Spari a Washington, un uomo armato ferito dal Secret Service
Ignote le intenzioni dell'uomo, ferito anche un minorenne. La Casa Bianca in lockdown, Trump era a un evento con giornalisti e imprenditori
reuters L'allarme scatta a Washington in un sonnolento pomeriggio di primavera.
Tra la 15ª strada e Independence Avenue, verso le 15:30, alcuni agenti in borghese del Secret Service - il corpo che si occupa della sicurezza del presidente - notano un individuo sospetto che si aggira vicino al monumento a Washington, a breve distanza dalla Casa Bianca. Notano la sagoma di un’arma sotto i vestiti dell’uomo e iniziano a seguirlo. L’uomo tenta di fuggire a piedi, poi apre poi il fuoco. Gli agenti non esitano e gli sparano.
Secondo quanto riferito dal vicedirettore del Secret Service, Matt Quinn, l'uomo armato è rimasto ferito e poi trasportato in un ospedale locale. Al momento le sue condizioni non sono state rese note, la sua identità rimane ignota.

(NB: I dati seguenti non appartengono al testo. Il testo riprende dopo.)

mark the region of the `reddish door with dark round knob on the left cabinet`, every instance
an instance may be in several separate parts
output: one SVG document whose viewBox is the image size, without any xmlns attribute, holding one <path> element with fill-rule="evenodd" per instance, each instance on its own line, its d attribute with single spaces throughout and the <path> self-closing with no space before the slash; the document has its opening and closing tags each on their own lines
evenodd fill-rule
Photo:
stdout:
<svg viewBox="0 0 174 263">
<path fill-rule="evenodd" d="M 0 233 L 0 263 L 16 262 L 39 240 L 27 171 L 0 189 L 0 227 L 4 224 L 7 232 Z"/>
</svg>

Durante la sparatoria è rimasto ferito lievemente anche un minorenne che passava di lì, non è chiaro se colpito dal sospettato o dal fuoco degli agenti: saranno i medici e le indagini balistiche a stabilirlo.

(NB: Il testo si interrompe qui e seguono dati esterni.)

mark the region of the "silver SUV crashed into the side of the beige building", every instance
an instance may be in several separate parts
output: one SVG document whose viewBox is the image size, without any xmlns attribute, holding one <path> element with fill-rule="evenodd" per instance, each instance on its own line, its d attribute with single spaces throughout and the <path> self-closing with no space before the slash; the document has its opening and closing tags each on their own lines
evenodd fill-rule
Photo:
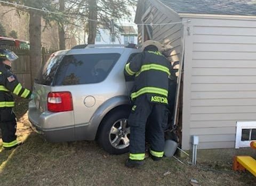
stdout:
<svg viewBox="0 0 256 186">
<path fill-rule="evenodd" d="M 34 82 L 32 128 L 46 140 L 98 140 L 110 154 L 129 150 L 126 119 L 132 79 L 125 79 L 137 48 L 86 46 L 55 52 Z"/>
</svg>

L'incidente ha avuto riflessi immediati sulla sicurezza delle massime cariche dello Stato.
La Casa Bianca è stata posta in lockdown temporaneo proprio mentre il presidente Donald Trump stava partecipando a un incontro con alcuni piccoli imprenditori nella East Room. Il Secret Service ha scortato i giornalisti all'esterno, ma l’evento è proseguito. È emerso inoltre che il corteo automobilistico del vice presidente JD Vance era transitato nella zona poco prima della sparatoria, anche se al momento non ci sono prove che l'uomo volesse colpire il veicolo del vice presidente.

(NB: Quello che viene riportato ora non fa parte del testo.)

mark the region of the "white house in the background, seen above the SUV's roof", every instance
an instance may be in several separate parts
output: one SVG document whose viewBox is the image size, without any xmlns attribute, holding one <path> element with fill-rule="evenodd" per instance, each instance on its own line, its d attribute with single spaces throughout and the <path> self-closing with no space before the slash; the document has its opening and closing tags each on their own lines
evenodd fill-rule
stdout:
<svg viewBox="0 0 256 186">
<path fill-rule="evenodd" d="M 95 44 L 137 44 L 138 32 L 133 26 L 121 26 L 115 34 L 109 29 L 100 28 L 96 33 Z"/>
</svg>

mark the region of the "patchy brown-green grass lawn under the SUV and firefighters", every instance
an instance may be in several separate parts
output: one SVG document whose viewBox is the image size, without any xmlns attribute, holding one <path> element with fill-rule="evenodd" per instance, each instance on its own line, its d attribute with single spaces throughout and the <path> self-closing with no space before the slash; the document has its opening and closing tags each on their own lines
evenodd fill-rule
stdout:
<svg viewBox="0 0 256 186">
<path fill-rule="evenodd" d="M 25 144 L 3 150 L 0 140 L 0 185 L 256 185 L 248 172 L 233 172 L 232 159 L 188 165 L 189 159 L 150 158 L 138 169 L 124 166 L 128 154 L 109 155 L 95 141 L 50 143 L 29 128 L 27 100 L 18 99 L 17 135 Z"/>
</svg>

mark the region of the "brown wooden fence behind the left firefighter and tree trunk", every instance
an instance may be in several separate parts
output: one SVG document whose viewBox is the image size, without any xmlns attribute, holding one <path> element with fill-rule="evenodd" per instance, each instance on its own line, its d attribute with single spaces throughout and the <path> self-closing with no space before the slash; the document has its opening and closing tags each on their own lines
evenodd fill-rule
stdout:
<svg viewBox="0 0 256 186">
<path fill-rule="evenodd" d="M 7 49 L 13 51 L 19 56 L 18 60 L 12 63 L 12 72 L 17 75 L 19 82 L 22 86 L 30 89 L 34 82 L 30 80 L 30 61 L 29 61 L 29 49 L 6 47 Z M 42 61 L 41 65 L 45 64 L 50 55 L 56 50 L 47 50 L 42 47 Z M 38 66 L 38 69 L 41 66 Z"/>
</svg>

L'area tra la 15esima strada e Independence Avenue è stata chiusa al traffico per consentire i rilievi della polizia di Washington, che coordinerà l’indagine. Gli agenti confermano che un'arma è stata trovata sul posto.
Resta ancora molto da chiarire, a partire dal movente del gesto e quale fosse l'eventuale obiettivo dell’aggressore. Su questo punto Quinn è stato cauto, spiegando che non sono state fatte ipotesi e che le indagini serviranno a capire se l'azione fosse diretta contro Trump.
L'episodio avviene in un clima di forte allerta per la sicurezza. Solo una settimana fa, un uomo identificato come Cole Tomas Allen ha tentato di fare irruzione alla cena dell'associazione dei corrispondenti della Casa Bianca armato di pistole e coltelli. In quel caso, un agente è stato colpito ma si è salvato grazie al giubbotto antiproiettile. Proprio nelle ultime ore Allen è comparso davanti a un giudice, che ha richiamato le autorità carcerarie a garantire il rispetto della dignità del detenuto, attualmente in isolamento. La ripetizione di simili attacchi in così breve tempo, in un'area che solo pochi giorni fa ha ospitato anche re Carlo e la regina Camilla, alimenta un acceso dibattito sull'aumentato clima di violenza attorno alla politica americana.